Bu katkılar kansere sebep olan nitrozaminleri oluşturur. Ayrıca bunlar kanın oksijen
taşıma kapasitesini azaltır. Bazı araştırmacılar, sucuk ve salam gibi işlenmiş et
ürünlerinde nitrit kullanılması yasaklanırsa, pek çok et ürününün piyasadan kalkacağını,
dolayısıyla hayvan üreticisinin, et teknolojisinin, insan beslenmesinin ve genel
ekonominin önemli ölçüde zarara uğrayacağını iddia etmektedir. Nitritsiz üretilecek et
ürünlerinin kötü renkte ve lezzetsiz olacağı, dayanma sürelerinin azalacağı ve
dolayısıyla gıda zehirlenmeleri yoluyla sağlık problemleri ortaya çıkacağı endişesi
duyulmaktadır. Nitrat ve nitritler bazı bünyelerde baş ağrısı ve kurdeşene sebep olabilir.
Monosodyum glutamat (MSG; E621); özellikle Uzak Doğu ve Türk mutfaklarında
değişik gıdalarda lezzet artırıcı olarak kullanılır. Fazla miktarda monosodyum glutamat
alınmasıyla oluşan reaksiyona "Çin Restorantı Sendromu" denir. Bu, baş ağrısı, bulantı,
ishal, terleme, göğüste sıkışma ve boyun arkasında yanmaya sebep olur.
Renklendiriciler; Hassas kişilerde deri döküntüleri ve astım gibi alerjik reaksiyonlara yol
açabilir. Ülkemizde yapılan bir çalışmada incelenen 25 şekerleme örneğinin 11'inde izin
verilmeyen renklendiricilere rastlanmıştır. Örneğin: Karmen kırmızısı: Bir çok yiyecek,
içecek, ilaç ve kozmetiğe pembe, kırmızı, mor renk vermek için yüzlerce yıldan beri
kullanılan bir maddedir. Karmen kırmızısı, sentetik bir boya olmayıp bir böcekten elde
edildiği için doğal bir katkı maddesi olarak kabul edilir. Karmen kırmızısı, derideki basit
döküntü ve kaşıntılardan, ölüme kadar gidebilen anaflaktik şoka neden olduğu bilinen
bir maddedir.
GIDA KATKI MADDELERININ SAGLIK AÇISINDAN ÖNEMI
• Gıda katkı maddesinin sağlık üzerine olan toksikolojik etkileri, kısacası
kanser, doğum kusurları, sinir sistemi ya da diğer organlar üzerinde
olumsuz etkileri laboratuar hayvanları üzerinde deneylerle araştırılır.

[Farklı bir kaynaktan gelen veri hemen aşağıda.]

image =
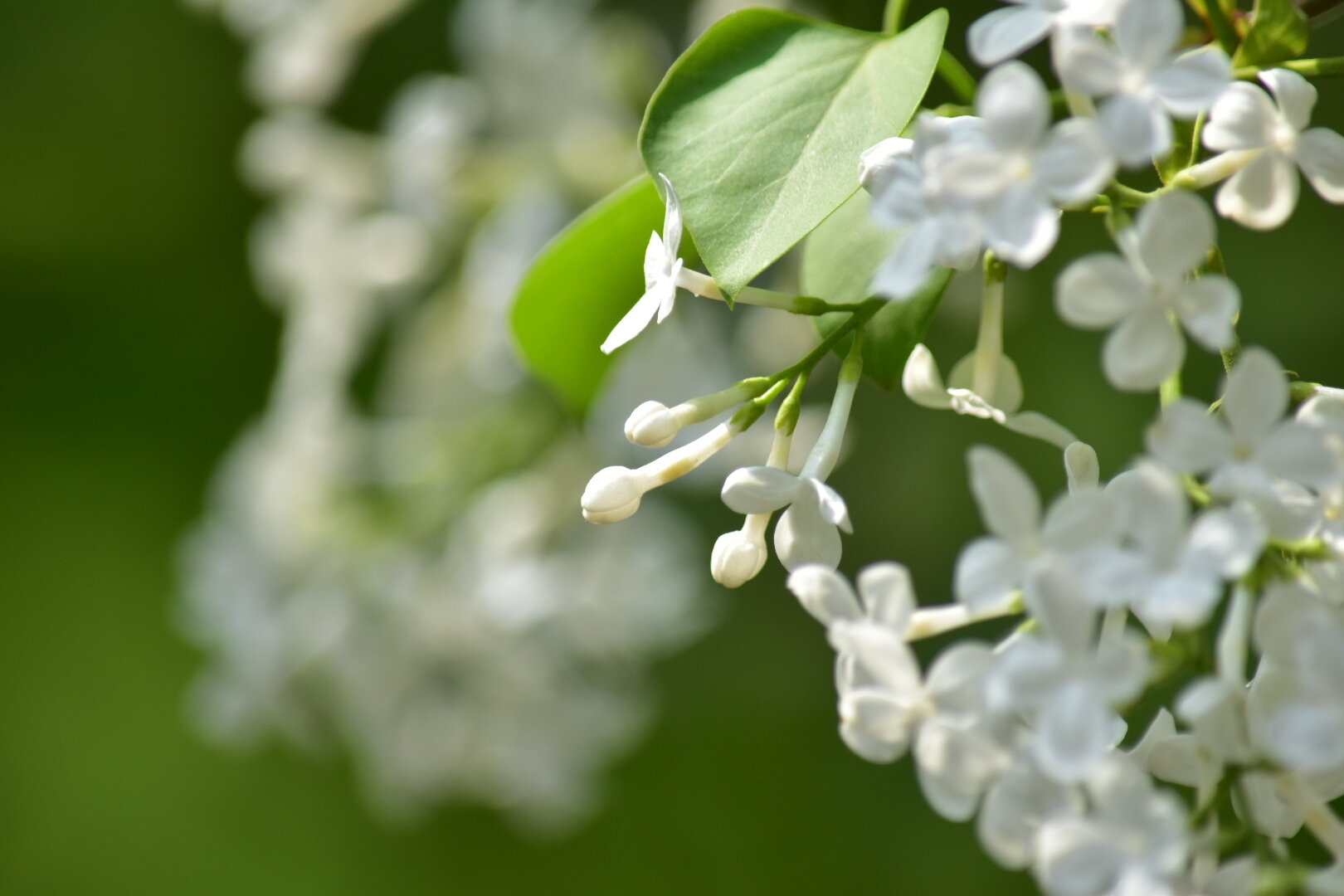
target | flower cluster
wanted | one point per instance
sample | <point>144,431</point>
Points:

Katkı maddeleri kimyasal maddelerdir. İçtiğimiz su, soluduğumuz hava ve
vücudumuzun da kimyasal maddelerden oluştuğu yüzyıllardır bilinen bir
gerçektir. Gıda katkı maddeleri gıdalara istenilerek katılan maddeler olup,
bu maddelerin özellikleri ve gıdalarda kullanım sınırları dünyada
uluslararası düzeyde araştırmalarla ele alınan bir konudur. Bu amaçla
Dünya Sağlık Teşkilatı (WHO) ve Gıda Tarım Örgütü (FAO) nun oluşturduğu
gıdalarla ilgili komisyon (CAC : Gıda Kodeks Komisyonu) ve bu kuruluşun
gıda katkı maddeleri ile alt komitesi olan Birleşik Gıda Katkı Uzman
Komitesi (JECFA) katkı maddelerinin insan sağlığı açısından güvenilirliği
konusunda çalışmalar yapmakta ve belirli dozlarda kullanımında sakınca
olmadığı belirlenen maddelerle ilgili listeler hazırlanmaktadır.